‘Dead’ to ‘Downton,’ ‘Boardwalk’ to ‘Breaking Bad,’ these thesps all raised their game during remarkable seasons:
“The Walking Dead”
The arc that took Shane Walsh from hero to villain on “The Walking Dead” could have yielded a stock character in lesser hands. And yet Bernthal managed to keep Walsh sympathetic, and even rational, as the character descended into a madness that led to his death, leaving a vacuum the show can only hope to fill in its upcoming third season.
Once a con man, always a con man? That was the the question surrounding Bomer’s Neal Caffrey, as many believed he was slipping back to old, and comfortable, ways. The question of trust was one that permeated the entire season of USA Network’s smart dramedy.
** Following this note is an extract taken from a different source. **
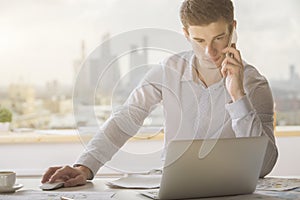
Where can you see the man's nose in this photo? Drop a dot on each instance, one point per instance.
(210, 51)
For American auds, he was once best known as the guy in “Notting Hill” who doesn’t recognize Julia Roberts — until now, when he will forever be seen as Lord Grantham, patriarch of Downton. Bonneville has made Grantham the most lovable rich guy around, even when it takes the character longer to recognize the proper course of action that you might like.
“Mike & Molly”
Leading up to their long-awaited wedding, Mike can’t quite understand why it takes Molly so much time to plan the day’s events. Sometimes flustered, often bemused and always try to be the stand-up guy his blushing bride would be proud of, Gardell can handle anything his writers throw at him.
Somehow, in a cast of superstar actors, Huston broke out of what was initially a recurring part to become, for many “Boardwalk” viewers, the most compelling reason to watch. His wan, scratchy delivery belies the rich emotional intensity of Richard Harrow. He makes our heart break every time we see him.
Few thesps carry as much gravitas as Irons, who seems to be having a wonderfully over-the-top time playing the pope in Showtime’s Renaissance-era sudser about papal power and, of course, sex. It’s been an iconic role for the Brit, a chance to make an impression on U.S. auds in a big way.
Trying to put his meth demons behind him, Holder is completely, and finally, focused on the case to find Rosie Larsen’s killer. OK, maybe not as locked in as his obsessive partner Sarah Linden, but certainly thorough enough to end this two-season case already.
About to become a father for the third time and without a job, Adam Braverman dove in head first with his brother to re-energize an abandoned music studio that turned into a nice profit center. Adam, under Krause’s smart restraint, does a nice job supporting his own family while emotionally corralling the rest of Braverman clan.
William H. Macy
Every season seems to signal a new low for alcoholic, narcissistic Frank but he apparently hasn’t hit rock bottom yet. Macy allows Frank to exhibit fleeting moments of humanity, but following his mother’s death, Frank is determined to make sure he gets every last penny she left behind. Another financial scheme involves doing just about anything to pry money from dying bar buddy Dottie, including marrying her and later intercepting a phone call telling her she has a new heart.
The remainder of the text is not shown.